Whether you're contemplating a company or a country, the greatest risk in human affairs occurs when caution is abandoned in favor of delusional thinking.
Such thinking may be populist (bottom-up) or elitist (top-down); it can capture companies, sectors, and whole nations. From O-rings at NASA and WWII belief in battleships to Dotcom "this time is different", from Hitler to Mao and bin Laden, from prudence and prosperity of the past to risk-taking and economic decline of the present and in hundreds of other historical examples we see a recurring pattern: consistent failure to recognize realities, wild swings in the beliefs - the ideation - by which billions are governed.
Prudence is its own reward. It ensures continuity, sometimes at the expense of progress. The lesson of history is that mankind is NOT prudent. Yet today the governing ideology states that prudence is self-defeating:
“What’s the single most important thing to learn from an economics course today? What I tried to leave my students with is the view that the invisible hand is more powerful than the [un]hidden hand. Things will happen in well-organized efforts without direction, controls, plans. That’s the consensus among economists. That’s the Hayek legacy.”
(Lawrence Summers, quoted in The Commanding Heights: The Battle Between Government and the Marketplace that Is Remaking the Modern World, by Daniel Yergin and Joseph Stanislaw. New York: Simon & Schuster. 1998, pp. 150-151.)
This is just another wild swing in elitist thought and practice.
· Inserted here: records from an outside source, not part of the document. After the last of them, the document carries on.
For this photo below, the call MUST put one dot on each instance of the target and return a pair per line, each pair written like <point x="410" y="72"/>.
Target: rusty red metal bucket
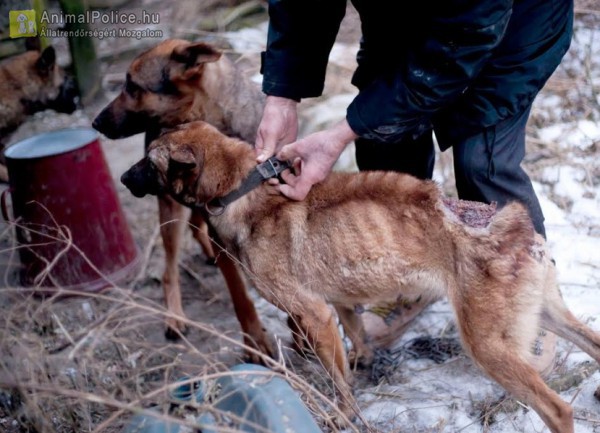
<point x="71" y="230"/>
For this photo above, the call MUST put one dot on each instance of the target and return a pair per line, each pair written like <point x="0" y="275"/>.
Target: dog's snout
<point x="141" y="179"/>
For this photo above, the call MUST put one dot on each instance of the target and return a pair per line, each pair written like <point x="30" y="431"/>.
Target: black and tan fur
<point x="31" y="82"/>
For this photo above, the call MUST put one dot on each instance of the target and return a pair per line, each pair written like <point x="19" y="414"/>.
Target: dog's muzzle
<point x="141" y="179"/>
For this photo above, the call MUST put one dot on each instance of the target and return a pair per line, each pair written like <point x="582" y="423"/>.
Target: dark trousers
<point x="487" y="164"/>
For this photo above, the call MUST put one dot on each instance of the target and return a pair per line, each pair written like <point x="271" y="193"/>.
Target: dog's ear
<point x="45" y="63"/>
<point x="182" y="158"/>
<point x="194" y="56"/>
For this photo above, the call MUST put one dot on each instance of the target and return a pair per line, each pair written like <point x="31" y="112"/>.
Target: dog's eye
<point x="131" y="87"/>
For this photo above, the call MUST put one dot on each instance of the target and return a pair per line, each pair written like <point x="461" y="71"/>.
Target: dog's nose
<point x="125" y="177"/>
<point x="96" y="126"/>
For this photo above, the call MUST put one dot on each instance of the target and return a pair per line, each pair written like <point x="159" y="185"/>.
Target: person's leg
<point x="488" y="168"/>
<point x="411" y="156"/>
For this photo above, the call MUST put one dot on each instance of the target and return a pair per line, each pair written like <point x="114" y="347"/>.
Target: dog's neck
<point x="236" y="102"/>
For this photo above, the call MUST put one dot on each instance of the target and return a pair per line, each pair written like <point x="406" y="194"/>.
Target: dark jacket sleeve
<point x="301" y="34"/>
<point x="457" y="39"/>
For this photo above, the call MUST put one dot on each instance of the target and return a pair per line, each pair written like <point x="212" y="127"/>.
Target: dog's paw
<point x="175" y="331"/>
<point x="362" y="359"/>
<point x="262" y="345"/>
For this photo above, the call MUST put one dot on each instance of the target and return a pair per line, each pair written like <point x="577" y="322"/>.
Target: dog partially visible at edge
<point x="372" y="236"/>
<point x="31" y="82"/>
<point x="172" y="83"/>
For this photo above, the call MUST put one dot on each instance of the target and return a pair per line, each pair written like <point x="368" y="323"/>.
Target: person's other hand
<point x="278" y="126"/>
<point x="313" y="159"/>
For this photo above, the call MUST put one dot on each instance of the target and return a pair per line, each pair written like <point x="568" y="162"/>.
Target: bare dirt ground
<point x="88" y="363"/>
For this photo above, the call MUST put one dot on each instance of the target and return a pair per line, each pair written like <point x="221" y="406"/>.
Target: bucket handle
<point x="3" y="205"/>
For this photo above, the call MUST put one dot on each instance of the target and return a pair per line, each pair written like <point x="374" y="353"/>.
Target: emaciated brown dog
<point x="371" y="236"/>
<point x="31" y="82"/>
<point x="173" y="83"/>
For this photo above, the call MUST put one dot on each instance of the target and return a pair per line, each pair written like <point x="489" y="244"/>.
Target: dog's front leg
<point x="200" y="233"/>
<point x="316" y="319"/>
<point x="172" y="217"/>
<point x="255" y="337"/>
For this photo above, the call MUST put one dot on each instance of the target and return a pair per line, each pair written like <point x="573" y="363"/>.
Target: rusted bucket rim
<point x="51" y="143"/>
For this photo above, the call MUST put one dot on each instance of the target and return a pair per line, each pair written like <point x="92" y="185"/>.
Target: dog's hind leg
<point x="200" y="233"/>
<point x="361" y="354"/>
<point x="520" y="379"/>
<point x="499" y="350"/>
<point x="557" y="318"/>
<point x="172" y="218"/>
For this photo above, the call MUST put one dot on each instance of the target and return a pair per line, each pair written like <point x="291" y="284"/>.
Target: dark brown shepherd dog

Already, it has brought the global economy to the brink of disaster, and in its complete manifestation, once-prosperous nations and whole population segments to the edge of poverty. The thinking, of course, is evangelized by dominant and profitable financial and corporate sectors -- even as costs of their failures and risks have been assumed by a weary public.
Remember what they tell you: there is no public interest.
Remember that, when you worry about gas in your water supply, about the dangers in a nuclear reactor, about systemic risk and contagion in HFT, finance and economics, about corporate misdeeds, and the Enrons of the world.